The Black 80s – Heart To Art
Everything is just perfect for once. From the ambiguous band name to the cheeky album title and the ten productions at hand everything hits the mark and therewith satisfies the spirit of these times.
The Black 80s come up with probably the best club album by far this year with „Heart To Art“. It’s an album fully equipped with hits designed for the club but also proper songs you want to hear during your workout, in your car, to clean your kitchen to, and so on.
„Russian Roulette“ , „And You Feel Something“ and „Trembling“ are three of the songs for example you’d don’t want to play in the background for no particular reason. The basslines are too gripping, the vocals by Franck Julien aka Overnite too emphatic and the pressure set up by the tight productions is simply too assertive to resist. If Hollis P. Monroe wasn’t making music for ages (first release in 1997 for Stickman Records), you could almost get the idea that someone internalized the sound of fellow Montreal based Kaytranada totally and intensified it for the club.

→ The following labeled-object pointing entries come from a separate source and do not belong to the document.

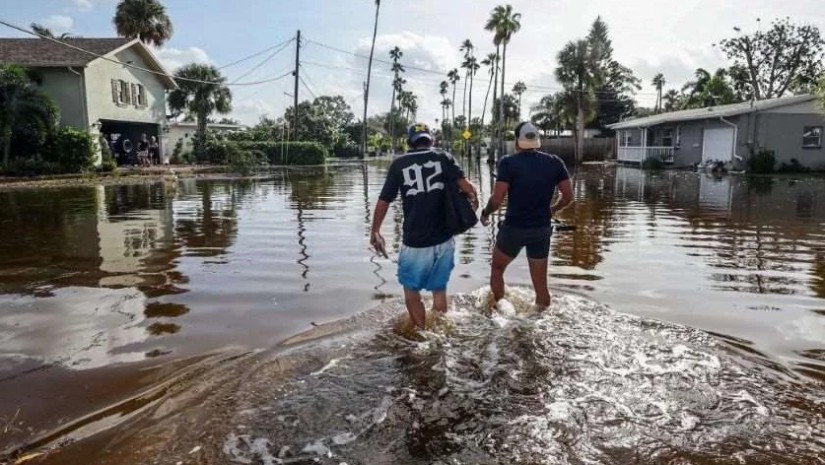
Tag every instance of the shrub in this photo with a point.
(72, 150)
(653, 163)
(762, 161)
(289, 153)
(793, 167)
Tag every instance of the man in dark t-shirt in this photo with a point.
(426, 258)
(528, 179)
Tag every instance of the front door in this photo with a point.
(718, 144)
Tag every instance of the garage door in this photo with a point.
(717, 144)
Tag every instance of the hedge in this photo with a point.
(289, 153)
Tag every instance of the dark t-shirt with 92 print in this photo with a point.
(532, 178)
(420, 176)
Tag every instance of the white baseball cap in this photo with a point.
(527, 136)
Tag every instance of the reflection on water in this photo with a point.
(95, 276)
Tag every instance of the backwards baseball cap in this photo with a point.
(417, 132)
(527, 136)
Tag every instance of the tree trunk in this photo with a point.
(501, 103)
(200, 150)
(367, 86)
(392, 121)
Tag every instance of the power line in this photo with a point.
(440, 73)
(129, 65)
(257, 54)
(264, 61)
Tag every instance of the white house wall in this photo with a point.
(99, 75)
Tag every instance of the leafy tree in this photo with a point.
(43, 31)
(22, 107)
(769, 64)
(143, 19)
(201, 92)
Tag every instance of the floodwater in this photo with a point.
(157, 324)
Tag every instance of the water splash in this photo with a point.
(576, 384)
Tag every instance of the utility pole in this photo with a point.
(297, 67)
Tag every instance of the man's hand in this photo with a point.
(377, 242)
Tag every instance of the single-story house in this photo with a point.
(95, 94)
(185, 132)
(792, 127)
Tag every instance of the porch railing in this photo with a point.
(640, 154)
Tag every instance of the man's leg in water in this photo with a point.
(415, 307)
(497, 269)
(538, 274)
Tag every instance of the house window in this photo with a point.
(812, 137)
(667, 137)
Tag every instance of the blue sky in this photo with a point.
(671, 36)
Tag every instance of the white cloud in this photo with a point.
(174, 58)
(59, 23)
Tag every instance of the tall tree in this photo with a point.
(453, 78)
(615, 85)
(492, 62)
(202, 98)
(504, 22)
(466, 47)
(659, 83)
(22, 105)
(143, 19)
(785, 58)
(577, 72)
(519, 90)
(369, 75)
(397, 86)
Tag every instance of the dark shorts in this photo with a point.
(536, 240)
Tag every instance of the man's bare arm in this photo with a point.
(565, 197)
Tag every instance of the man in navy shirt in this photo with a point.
(528, 179)
(426, 258)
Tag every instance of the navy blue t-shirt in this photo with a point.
(420, 176)
(532, 178)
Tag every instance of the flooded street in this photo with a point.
(157, 323)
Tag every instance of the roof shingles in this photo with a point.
(45, 53)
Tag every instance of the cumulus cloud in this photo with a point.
(174, 58)
(59, 23)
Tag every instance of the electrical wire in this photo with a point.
(138, 68)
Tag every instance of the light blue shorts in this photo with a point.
(426, 268)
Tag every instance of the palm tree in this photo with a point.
(143, 19)
(659, 83)
(201, 99)
(367, 85)
(454, 78)
(492, 62)
(22, 105)
(466, 47)
(397, 83)
(519, 89)
(578, 73)
(504, 23)
(43, 31)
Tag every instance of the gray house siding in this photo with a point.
(66, 89)
(782, 133)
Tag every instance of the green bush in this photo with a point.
(793, 167)
(289, 153)
(762, 161)
(653, 163)
(70, 149)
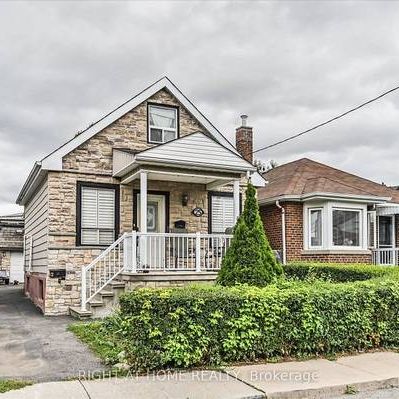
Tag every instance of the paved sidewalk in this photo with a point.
(309, 379)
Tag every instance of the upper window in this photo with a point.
(97, 215)
(316, 238)
(162, 123)
(346, 228)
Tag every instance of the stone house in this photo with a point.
(144, 196)
(313, 212)
(11, 247)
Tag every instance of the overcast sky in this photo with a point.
(288, 65)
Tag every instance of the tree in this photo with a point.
(249, 259)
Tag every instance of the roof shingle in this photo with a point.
(305, 176)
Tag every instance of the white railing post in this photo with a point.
(127, 253)
(83, 289)
(30, 253)
(198, 251)
(134, 251)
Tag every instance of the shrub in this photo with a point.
(336, 272)
(194, 326)
(249, 259)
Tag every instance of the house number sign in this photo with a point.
(198, 212)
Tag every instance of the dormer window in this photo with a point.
(162, 124)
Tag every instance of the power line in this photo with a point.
(326, 122)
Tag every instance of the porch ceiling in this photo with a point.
(387, 209)
(196, 151)
(211, 179)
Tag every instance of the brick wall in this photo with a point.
(244, 142)
(271, 217)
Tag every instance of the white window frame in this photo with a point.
(221, 195)
(175, 129)
(327, 208)
(309, 211)
(97, 229)
(361, 228)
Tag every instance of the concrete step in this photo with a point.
(116, 284)
(96, 303)
(77, 313)
(106, 293)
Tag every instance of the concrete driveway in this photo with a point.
(36, 347)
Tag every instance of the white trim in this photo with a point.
(143, 202)
(136, 174)
(54, 160)
(325, 196)
(236, 199)
(393, 237)
(309, 215)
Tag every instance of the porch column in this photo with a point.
(143, 202)
(236, 198)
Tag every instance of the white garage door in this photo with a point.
(17, 267)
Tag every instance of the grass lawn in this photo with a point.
(9, 385)
(99, 339)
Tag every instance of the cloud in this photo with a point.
(288, 65)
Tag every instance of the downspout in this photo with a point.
(283, 231)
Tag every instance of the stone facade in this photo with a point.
(11, 239)
(128, 132)
(92, 162)
(271, 217)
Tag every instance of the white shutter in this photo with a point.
(97, 216)
(222, 213)
(372, 229)
(106, 208)
(89, 207)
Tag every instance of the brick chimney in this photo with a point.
(244, 139)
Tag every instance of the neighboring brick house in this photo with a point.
(11, 247)
(155, 164)
(330, 215)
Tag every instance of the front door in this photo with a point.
(386, 239)
(152, 248)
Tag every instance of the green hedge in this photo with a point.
(195, 326)
(336, 272)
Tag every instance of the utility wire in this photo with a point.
(326, 122)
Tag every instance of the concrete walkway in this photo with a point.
(38, 348)
(309, 379)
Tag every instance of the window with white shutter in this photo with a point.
(97, 215)
(222, 213)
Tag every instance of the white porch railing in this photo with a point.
(102, 270)
(386, 256)
(153, 252)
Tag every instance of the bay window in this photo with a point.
(346, 227)
(97, 214)
(316, 233)
(335, 226)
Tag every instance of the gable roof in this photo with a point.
(53, 161)
(302, 178)
(196, 150)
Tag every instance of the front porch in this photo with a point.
(185, 200)
(384, 235)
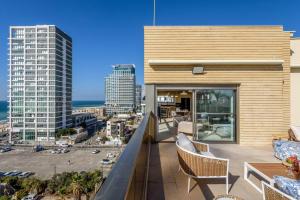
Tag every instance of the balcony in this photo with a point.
(148, 169)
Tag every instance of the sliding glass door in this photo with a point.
(215, 114)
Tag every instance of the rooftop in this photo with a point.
(163, 180)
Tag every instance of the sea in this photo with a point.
(75, 104)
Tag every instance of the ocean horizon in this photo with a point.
(76, 104)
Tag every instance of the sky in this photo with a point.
(107, 32)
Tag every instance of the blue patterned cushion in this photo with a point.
(284, 149)
(185, 143)
(288, 186)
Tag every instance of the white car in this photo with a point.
(64, 145)
(110, 155)
(30, 197)
(65, 151)
(95, 151)
(106, 162)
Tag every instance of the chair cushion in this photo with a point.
(185, 143)
(288, 186)
(207, 153)
(285, 149)
(296, 130)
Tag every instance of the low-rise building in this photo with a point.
(85, 120)
(98, 112)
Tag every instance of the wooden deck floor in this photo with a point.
(166, 183)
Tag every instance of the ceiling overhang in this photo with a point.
(215, 62)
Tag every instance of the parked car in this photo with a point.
(110, 155)
(5, 149)
(64, 145)
(30, 197)
(96, 151)
(7, 173)
(106, 161)
(38, 148)
(65, 150)
(54, 151)
(15, 173)
(25, 174)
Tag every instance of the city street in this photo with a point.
(44, 164)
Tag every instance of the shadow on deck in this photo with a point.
(165, 182)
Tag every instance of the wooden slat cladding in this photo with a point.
(264, 91)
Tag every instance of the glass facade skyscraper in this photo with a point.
(40, 82)
(120, 89)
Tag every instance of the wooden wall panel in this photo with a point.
(264, 91)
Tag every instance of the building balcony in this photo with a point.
(149, 168)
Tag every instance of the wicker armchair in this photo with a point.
(196, 165)
(292, 136)
(271, 193)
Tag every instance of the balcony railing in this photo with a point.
(129, 176)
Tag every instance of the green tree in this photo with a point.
(5, 197)
(20, 194)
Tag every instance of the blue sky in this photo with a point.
(111, 31)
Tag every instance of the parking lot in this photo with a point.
(45, 164)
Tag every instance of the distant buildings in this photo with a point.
(40, 82)
(99, 112)
(86, 120)
(120, 91)
(138, 97)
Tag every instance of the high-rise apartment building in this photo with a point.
(120, 89)
(138, 97)
(40, 82)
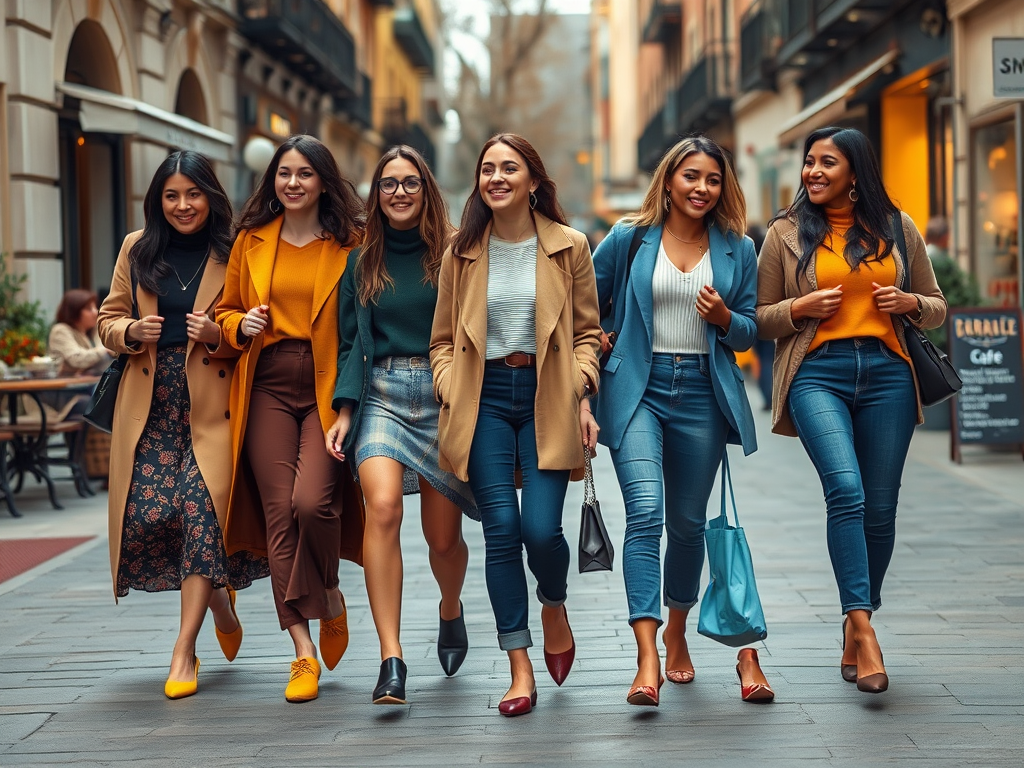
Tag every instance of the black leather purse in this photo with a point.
(937, 379)
(104, 397)
(596, 552)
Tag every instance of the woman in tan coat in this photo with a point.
(170, 460)
(513, 350)
(289, 498)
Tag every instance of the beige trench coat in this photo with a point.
(209, 377)
(568, 334)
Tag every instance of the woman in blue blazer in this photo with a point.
(672, 395)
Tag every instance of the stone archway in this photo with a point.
(189, 101)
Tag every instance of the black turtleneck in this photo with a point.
(185, 255)
(403, 314)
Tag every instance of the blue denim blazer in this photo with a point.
(624, 379)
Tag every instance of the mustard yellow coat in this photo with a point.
(209, 377)
(248, 284)
(568, 336)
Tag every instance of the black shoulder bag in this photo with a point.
(104, 397)
(937, 379)
(638, 236)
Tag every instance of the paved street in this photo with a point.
(81, 679)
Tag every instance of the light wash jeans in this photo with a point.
(854, 408)
(505, 431)
(667, 464)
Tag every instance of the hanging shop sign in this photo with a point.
(985, 347)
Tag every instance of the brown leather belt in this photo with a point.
(516, 359)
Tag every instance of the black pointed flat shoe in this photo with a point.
(453, 642)
(391, 682)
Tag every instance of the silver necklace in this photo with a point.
(184, 286)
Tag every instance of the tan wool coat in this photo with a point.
(568, 334)
(248, 284)
(209, 377)
(779, 286)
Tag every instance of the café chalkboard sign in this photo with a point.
(985, 347)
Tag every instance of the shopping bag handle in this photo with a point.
(727, 481)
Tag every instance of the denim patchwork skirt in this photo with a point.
(399, 421)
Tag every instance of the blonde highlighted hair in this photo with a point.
(730, 211)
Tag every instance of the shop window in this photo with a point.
(996, 251)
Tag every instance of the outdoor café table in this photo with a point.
(30, 446)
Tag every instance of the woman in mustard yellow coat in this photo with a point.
(289, 498)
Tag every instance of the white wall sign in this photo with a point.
(1008, 67)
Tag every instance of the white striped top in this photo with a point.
(679, 329)
(511, 297)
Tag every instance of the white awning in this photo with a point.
(833, 105)
(102, 112)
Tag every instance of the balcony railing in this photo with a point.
(756, 59)
(664, 19)
(307, 37)
(360, 107)
(706, 94)
(413, 38)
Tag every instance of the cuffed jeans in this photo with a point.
(505, 431)
(854, 408)
(667, 464)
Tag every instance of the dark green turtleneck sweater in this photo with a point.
(404, 313)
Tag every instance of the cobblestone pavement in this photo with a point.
(81, 678)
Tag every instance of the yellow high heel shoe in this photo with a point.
(178, 689)
(230, 641)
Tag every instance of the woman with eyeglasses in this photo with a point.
(387, 415)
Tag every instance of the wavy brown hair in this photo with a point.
(476, 215)
(341, 212)
(434, 228)
(730, 211)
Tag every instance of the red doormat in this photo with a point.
(17, 555)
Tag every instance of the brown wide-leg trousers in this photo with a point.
(296, 476)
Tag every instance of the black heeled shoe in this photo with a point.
(391, 682)
(453, 642)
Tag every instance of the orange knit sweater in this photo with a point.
(857, 314)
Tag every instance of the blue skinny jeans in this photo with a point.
(667, 464)
(505, 432)
(854, 408)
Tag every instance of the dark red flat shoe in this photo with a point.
(520, 706)
(559, 664)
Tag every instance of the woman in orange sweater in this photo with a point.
(828, 291)
(281, 310)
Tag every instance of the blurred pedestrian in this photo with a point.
(170, 449)
(672, 395)
(513, 350)
(828, 291)
(387, 415)
(280, 309)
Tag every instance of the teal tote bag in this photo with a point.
(730, 610)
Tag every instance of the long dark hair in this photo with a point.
(341, 213)
(147, 253)
(476, 215)
(434, 227)
(872, 212)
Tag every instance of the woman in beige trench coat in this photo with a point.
(170, 449)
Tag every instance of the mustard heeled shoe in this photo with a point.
(230, 641)
(178, 689)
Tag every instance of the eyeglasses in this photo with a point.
(411, 184)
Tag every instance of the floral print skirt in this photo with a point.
(170, 528)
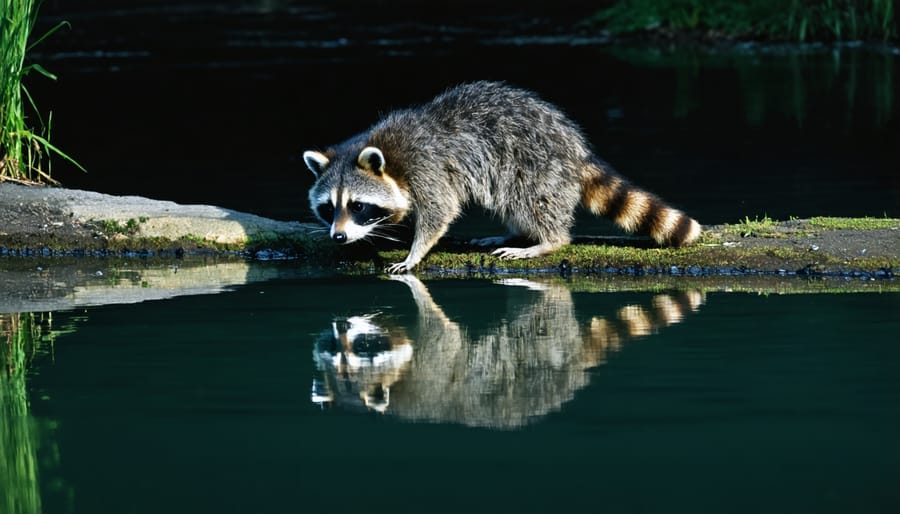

The music of Monroe and Julien has precious little to do with the Eighties. Even “Daylight”, together with Hamburg based Yannick Labbé and Augsburg based Dominik Marz, with its perky synth bassline and the jaunty melody sounds much too much of now and here than of anything resembling something from yesteryear. The spoken word track “Where’s The Money” is a masterpiece of reluctance and of a futuristic deepness current club music lacks most of the time. Only “Wake Up” breaks ranks within the ten album tracks. Almost like a summer anthem-like riddim from Jamaica the tune is the most merry of the oeuvre. “Heart To Art” is one of these unusual albums transporting its very own distinctive sound and a incomparable aesthetic.
Something you hear rarely, but outmost willingly.